By John Grisham, Doubleday, 2021, 355 pages
Reviewed by Dave Kern, April 17,2023
As March Madness was rocking the world with upsets on the basketball courts, I was reading a fantasy about an underdog making the Final Four.
“Sooley” is a tale about a talent from South Sudan who, by coming to America, escapes poverty and likely death.
You find 17-year-old Samuel Sooleymon spending hours on a dirt court in the remote village of Lotta.
His effort seems doomed to make the South Sudan team, which will travel to Washington, D.C., for a showcase tournament. Although his shooting is poor and he’s undersized at 6-foot-2, he is the fastest and best leaper at the tryouts.
The coach sees potential, and Sooley is off to the United States.

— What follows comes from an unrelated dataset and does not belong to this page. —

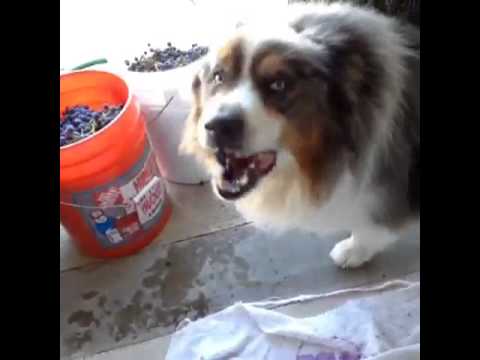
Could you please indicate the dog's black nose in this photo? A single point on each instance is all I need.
(226, 129)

But soon his village is ransacked and burned by rebels. His father is killed, and his sister is missing. His mother and two young brothers walk for miles to escape. They finally make it to a refugee camp.

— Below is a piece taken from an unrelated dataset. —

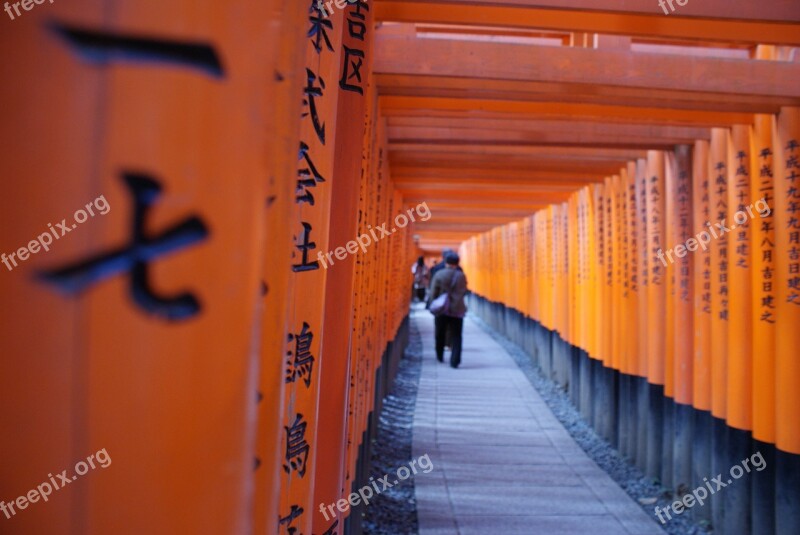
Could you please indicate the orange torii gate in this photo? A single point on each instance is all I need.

Grisham spends time describing the dire conditions in the enormous tent city, whose source of relief is the work of Doctors Without Borders. The reader learns of the difficulties faced by those seeking passage to America, and trials of getting messages and money to loved ones in refugee camps.
Sooley’s coach and mentor talks the coach of North Carolina State into taking a chance on the gifted but raw teenager. He rides the bench for half the season and then becomes a star, leading NC State to the college basketball’s brightest stage.
Grisham uses real teams to add believability to the story. I was impressed when he had Oregon beating Kansas in the 2017 tournament.
Grisham told a reviewer that Sooley is roughly based on the life of Mamadi Diakite, a Guinean who plays for the Cleveland Cavaliers.
This is the fourth sports novel by Grisham. In an author’s note he writes he wanted to be a great basketball player but lacked the talent.
Grisham has written at least 50 books, mostly courtroom thrillers. As of 2022, he had written 28 No. 1 bestsellers, so there probably are a lot of basketball players who would love to trade places with him.
I enjoyed “Sooley.” It was easy escapism.